By: Steven Wear
I know, I know, history isn’t a word that I get excited about, but sometimes it means gaining a new perspective on something you thought you knew. Like how did Christmas gift shopping become the way it is? The answer starts with department stores. Department stores have always played an enormous role in American consumer culture. Their large influence on the American Christmas season is only logical seeing how Christmas has been the biggest commercial celebration in America for over a hundred years. The 1930s exemplifies this influence.
Department stores in the 1930s helped form the routine purchasing of manufactured goods during the Christmas season. Prior to department stores’ efforts, a personal, a home-made present was preferred over a manufactured product. Manufactured gifts were seen as impersonal because of their factory origin.
Through the use of various marketing tactics, department stores were eventually able to abolish this sentiment and enforce the purchasing of their manufactured goods. The use of Christmas window displays of manufactured goods became a traditional tactic of department stores by the 1930s. The first instance was in 1874 with a Macy’s Department Store display of $10,000 worth of dolls. Specialized manufactured goods designated as “Christmas gifts” helped remove the stigma of the impersonal nature of factory-produced goods. Further more, the ritualized practice of removing price tags and gift-wrapping the manufactured goods was introduced by departments stores in the early 19th century.

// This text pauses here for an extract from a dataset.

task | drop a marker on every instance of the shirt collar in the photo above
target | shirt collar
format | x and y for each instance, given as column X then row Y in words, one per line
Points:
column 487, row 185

In the 1930s, popular magazines had established the routine of beginning Christmas advertising in November. It was also at this time that department stores determined that people began their Christmas shopping after Thanksgiving. It was department stores’ pressure on the United States government that caused President Franklin Delano Roosevelt to change Thanksgiving from the last Thursday of November to the second to last Thursday in 1939; in 1939 the last Thursday of the month was November 30th, which would have only given department stores 25 days of post-Thanksgiving Christmas shopping. For 1939 and 1940, Thanksgiving remained changed to the second to last Thursday of the month. In 1941 it was changed back back to the last Thursday permanently. The lasting effect of department stores may not include Thanksgiving still being earlier in November, but their hand in changing Christmas to the experience we have today is pretty incredible.